NY Times article - pretty entertaining.
Jim Cramer from CNBC's Mad Money has been showing up on Comedy Central quite a bit lately. I saw him the other night on The Colbert Report, where my hero merely mocked him with images of kittens and puppies flashing behind his bald skull. Jon Stewart took a much more aggressive approach to Cramer and CNBC's coverage of the crashing markets, mostly in being irresponsible, giving poor advice and misinformation, encouraging this current crisis. You can watch the interview at
The Daily Show.
I don't want to comment on the media's manipulation of markets as much as the market's allowance of this manipulation. I've been contemplating writing a counter argument to the women-body image-media claims that bulimia is a product of television, at that sort of body image stuff. I don't entirely buy it, won't get into it now. However, I do think that that the mainstream media does its best to attempt to fill the public's heads with misinformation. Fine. That's the role of the media, sell ideas, sell airtime, sell, sell, sell. What fascinates me though, is that the public goes for it.
In this case, it was important that CNBC should have acted as a mouthpiece for the "market" in favor of the viewers, which it didn't do. I can't agree with Stewart more. Stewart mentions that CNBC doesn't have to be a watchdog for the industry, but the message is that it should uphold a level of integrity and accountability, not tricking viewers into bad financial decisions, etc.
What is terribly tragic that that Jon freaking Stewart, host of Comedy Central's The Daily Show is the most high-profile character acting as a media watchdog. Comedy Central. The media should have the viewership's best interest in mind, especially in this case, where such large sums of money are at stake.
It's no surprise that cable television or any media, for that matter, cannot be trusted. I think that anyone who encounters any periodical and believes entirely what they are reading or watching or hearing is a sad, mindless creature. Please, if you are one of them, take what I said personally, it's not "not about you" it is about you. You are the one who decides to believe or not. If you are bright and questioning, you will understand that even NPR is wrong sometimes.
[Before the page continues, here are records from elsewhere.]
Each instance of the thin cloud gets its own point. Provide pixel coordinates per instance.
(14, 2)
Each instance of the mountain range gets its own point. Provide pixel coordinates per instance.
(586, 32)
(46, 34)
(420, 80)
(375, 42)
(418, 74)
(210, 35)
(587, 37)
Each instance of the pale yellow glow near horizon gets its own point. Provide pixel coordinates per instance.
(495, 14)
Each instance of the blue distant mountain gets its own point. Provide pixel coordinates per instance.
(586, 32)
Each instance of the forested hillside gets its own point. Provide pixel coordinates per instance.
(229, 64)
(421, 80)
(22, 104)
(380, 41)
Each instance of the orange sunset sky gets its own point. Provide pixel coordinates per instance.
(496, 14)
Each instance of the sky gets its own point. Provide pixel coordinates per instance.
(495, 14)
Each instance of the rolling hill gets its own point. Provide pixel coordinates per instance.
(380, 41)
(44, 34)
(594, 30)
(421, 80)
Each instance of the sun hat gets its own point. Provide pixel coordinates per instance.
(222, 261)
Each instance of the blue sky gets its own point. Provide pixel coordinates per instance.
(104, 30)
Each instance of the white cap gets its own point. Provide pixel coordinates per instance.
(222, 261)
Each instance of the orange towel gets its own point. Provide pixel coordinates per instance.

A little more than six years back, I was a very active anti-war, or peace, activist. Although I grew up in an environment that fostered creative thinking, and I always knew about liberal media to a certain extent, I think that my experience with the anti-war movement, as anorexic as it was locally, really pulled into perspective for me the level of false information out there. The "movement" in Miami was me and a handful of older, brilliant gentleman crusaders. There were other groups around town, but ours was the most inclusive and planned the biggest rallies by the Freedom Tower. The network of these people helped give solid reference and facts to support my paranoid, but correct instincts. However, I didn't need a network of well informed individuals to hint that maybe the TV wasn't telling the truth all the time.
I have seen people's perspectives broaden since we invaded Iraq. More young people have gotten involved. What horrifies me is that they weren't involved before, when it fucking mattered. Before we killed almost 100,000 Iraqis. Before they reelected Bush. Now we're all in the shitter economically, and I feel like you all deserve it, but I don't. I just can't imagine feeling any pity for the Americans who can't even think creatively enough to reject whatever the media spews at them. I mean, if you don't understand the stock market/big business/big brother, make some smart friends whom you can trust. If you can't trust anyone, move to a remote farm and don't invest. People, think and then act after you've thought.